2025年2月2日日曜日

抵抗心を起こさせない心理的誘導 (2)~心理誘導~

合氣道の流麗な技は相手に抵抗心を起こさせないから可能となるという話をした。相手の氣を導いて技を行っている途中で相手が抵抗心を起こしたら技は成立しなくなる。いかに相手に抵抗心を起こさせず,導くことができるか,それが重要なポイントとなる。

日常生活のコミュニケーションにおいても合氣道と同様のことが言えると私は考えている。相手の心に抵抗心を起こさせず,いかに喜んでついてきてくれるように導けるか。そのように相手の心を誘導する技法について私は常々考えている。喜んで協力してくれるような状態に常に導くことができれば,チームとして最高の能力を発揮できるはずである。

そのために心理的な誘導をする場合,コミュニケーションの最中に相手に抵抗心を起こさせないようにすることが肝要である。心理的な誘導も同様。反発心,疑念を持たせるとだめである。一番良いのは誘導されているとわからないように誘導すること。争う機会がない。占い師も客が疑念を持ち始めたらもう終わりである。

ではどうやったら相手に抵抗心を起こさせないことができるのか。

まず話の内容が大切である。相手にとってのメリット,デメリットを理解してもらい,疑問点,不安が無いようにする。継続した協力をお願いするにはこの内容の理解は欠かせない。

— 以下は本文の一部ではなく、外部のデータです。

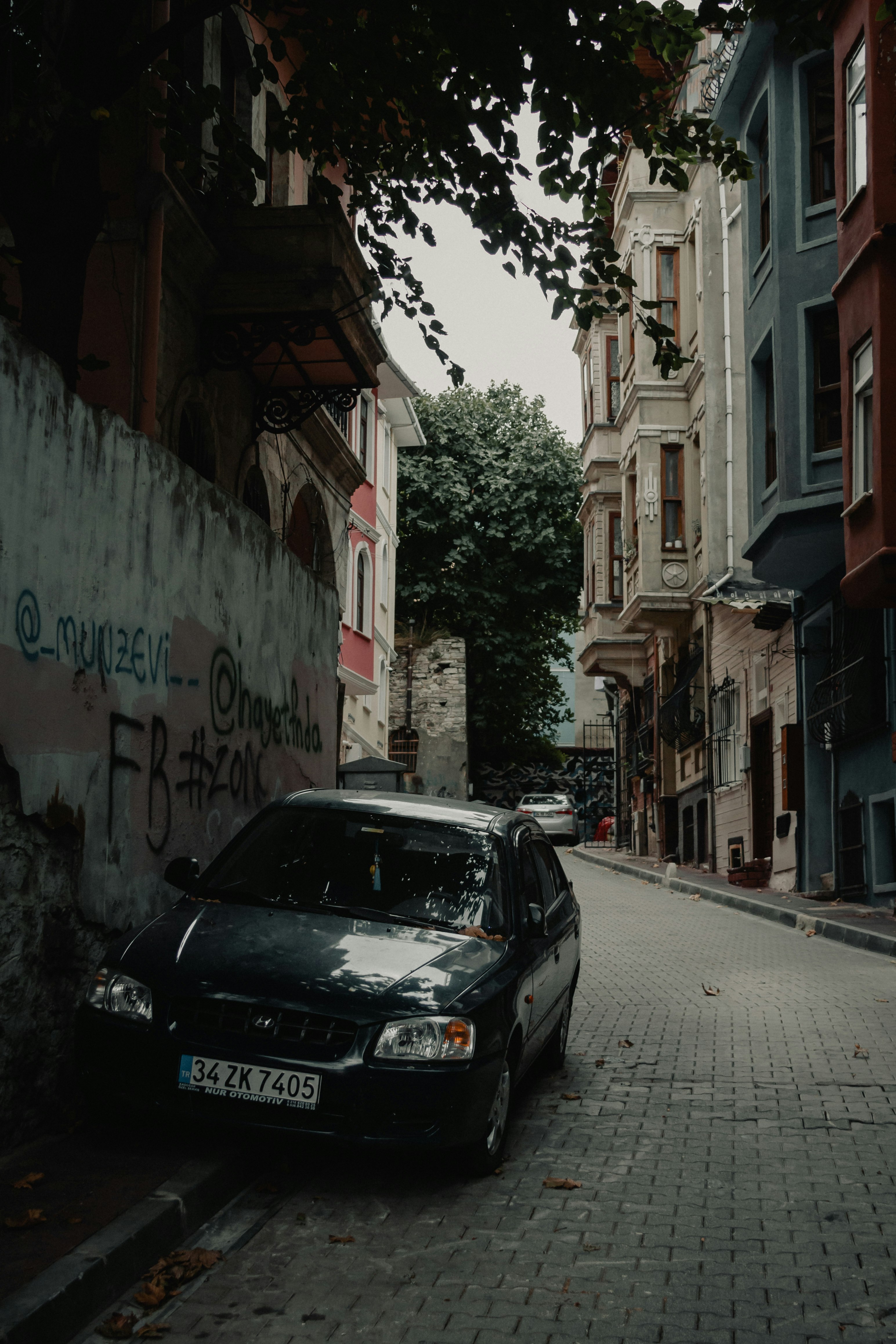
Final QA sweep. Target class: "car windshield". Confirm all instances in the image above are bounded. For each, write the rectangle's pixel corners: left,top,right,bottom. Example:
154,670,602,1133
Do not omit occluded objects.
204,806,506,934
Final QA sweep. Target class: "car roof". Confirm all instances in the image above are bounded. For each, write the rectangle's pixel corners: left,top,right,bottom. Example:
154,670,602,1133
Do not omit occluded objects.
279,789,520,831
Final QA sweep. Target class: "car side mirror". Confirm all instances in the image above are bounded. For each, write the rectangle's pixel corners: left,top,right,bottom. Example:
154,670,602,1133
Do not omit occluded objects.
165,858,199,891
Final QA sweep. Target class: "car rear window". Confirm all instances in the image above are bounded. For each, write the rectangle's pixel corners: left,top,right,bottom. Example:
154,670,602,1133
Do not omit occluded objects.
199,806,506,933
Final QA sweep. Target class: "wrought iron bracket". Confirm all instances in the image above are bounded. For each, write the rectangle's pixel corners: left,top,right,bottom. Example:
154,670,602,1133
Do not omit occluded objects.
255,384,361,434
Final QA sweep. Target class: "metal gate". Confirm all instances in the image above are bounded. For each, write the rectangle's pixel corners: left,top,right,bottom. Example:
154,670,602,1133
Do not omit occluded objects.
582,714,618,849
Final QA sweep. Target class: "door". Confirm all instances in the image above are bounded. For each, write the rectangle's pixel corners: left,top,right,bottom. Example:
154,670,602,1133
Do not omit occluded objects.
750,710,775,859
517,829,553,1067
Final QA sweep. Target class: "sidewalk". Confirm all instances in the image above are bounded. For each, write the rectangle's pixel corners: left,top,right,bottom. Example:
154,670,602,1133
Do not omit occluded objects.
570,844,896,957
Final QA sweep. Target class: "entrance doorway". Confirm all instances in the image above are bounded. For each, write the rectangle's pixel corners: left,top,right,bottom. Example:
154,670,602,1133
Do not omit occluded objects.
750,710,775,859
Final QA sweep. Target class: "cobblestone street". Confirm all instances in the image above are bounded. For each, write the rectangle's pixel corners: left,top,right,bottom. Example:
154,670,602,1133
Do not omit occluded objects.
131,856,896,1344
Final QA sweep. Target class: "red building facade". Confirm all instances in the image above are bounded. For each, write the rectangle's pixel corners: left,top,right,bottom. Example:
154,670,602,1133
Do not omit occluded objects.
828,0,896,607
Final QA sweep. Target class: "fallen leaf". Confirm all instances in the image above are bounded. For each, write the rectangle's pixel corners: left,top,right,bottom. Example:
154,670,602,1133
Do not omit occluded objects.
97,1312,137,1340
4,1208,47,1227
134,1274,168,1312
12,1172,43,1189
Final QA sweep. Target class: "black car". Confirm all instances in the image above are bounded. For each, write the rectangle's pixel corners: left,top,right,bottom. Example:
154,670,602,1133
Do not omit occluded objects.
78,789,580,1171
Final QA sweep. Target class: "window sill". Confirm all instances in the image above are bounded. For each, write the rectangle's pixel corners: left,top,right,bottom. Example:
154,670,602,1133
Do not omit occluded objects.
752,243,771,276
839,491,875,518
803,196,837,219
837,184,868,225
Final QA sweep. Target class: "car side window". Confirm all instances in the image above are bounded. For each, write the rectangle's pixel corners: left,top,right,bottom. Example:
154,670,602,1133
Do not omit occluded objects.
519,833,544,915
532,836,556,910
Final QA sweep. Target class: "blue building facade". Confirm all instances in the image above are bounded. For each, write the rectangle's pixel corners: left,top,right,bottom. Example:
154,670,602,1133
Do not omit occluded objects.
715,23,896,905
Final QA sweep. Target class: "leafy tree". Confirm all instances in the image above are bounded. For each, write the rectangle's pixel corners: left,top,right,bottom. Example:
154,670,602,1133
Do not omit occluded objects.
398,383,582,759
0,0,823,386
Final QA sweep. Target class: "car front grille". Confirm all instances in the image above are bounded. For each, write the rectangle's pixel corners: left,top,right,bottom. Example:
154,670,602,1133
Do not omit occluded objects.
168,998,357,1059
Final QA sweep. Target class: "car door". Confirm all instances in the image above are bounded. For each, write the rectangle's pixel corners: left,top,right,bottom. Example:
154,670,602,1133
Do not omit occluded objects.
517,828,553,1067
532,836,578,1040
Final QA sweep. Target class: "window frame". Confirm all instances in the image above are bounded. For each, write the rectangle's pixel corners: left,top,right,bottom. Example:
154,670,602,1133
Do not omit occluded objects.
657,247,681,344
607,509,625,603
763,355,778,491
811,308,843,453
806,62,837,206
843,34,868,203
604,336,622,425
660,444,688,551
756,117,771,257
850,336,875,501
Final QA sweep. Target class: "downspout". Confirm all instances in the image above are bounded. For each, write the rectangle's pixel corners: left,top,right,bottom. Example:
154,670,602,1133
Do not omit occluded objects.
703,168,735,597
137,0,169,438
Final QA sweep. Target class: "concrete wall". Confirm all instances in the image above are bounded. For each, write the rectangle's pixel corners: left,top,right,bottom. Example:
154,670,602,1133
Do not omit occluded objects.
0,323,339,929
390,637,469,798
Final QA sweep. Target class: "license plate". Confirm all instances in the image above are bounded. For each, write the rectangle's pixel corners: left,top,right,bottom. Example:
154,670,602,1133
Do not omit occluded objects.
177,1055,321,1110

次に内容の伝え方である。相手にネガティブな感情を起こさせないようなコミュニケーションが重要である。

1. 表情:顔が笑顔でなく緊張した表情であったり,眉をひそめたり吊り上げたりしていると,相手は何が始まるのだろうと身構えてしまう。つまり抵抗心が生まれる。リラックスした表情で話をしたいものである。

2. 姿勢:前のめりで話をされたらどうだろう。やはり身構えてしまうのではないだろうか。俗にいう「けんか腰」というものである。表情に比べて人間の姿勢はその人の感情を伝えやすい。

3. 内容の説明の仕方:コップの中に水が半分満たされている。「半分しかない」と説明すればネガティブに受け取られてしまうだろう。「半分ある」あるいは「半分もある」と説明するとニュアンスが変わってくる。人間は不安から解放された状態にある方が能力を発揮できる。ポジティブに伝えることが大事であると考えている。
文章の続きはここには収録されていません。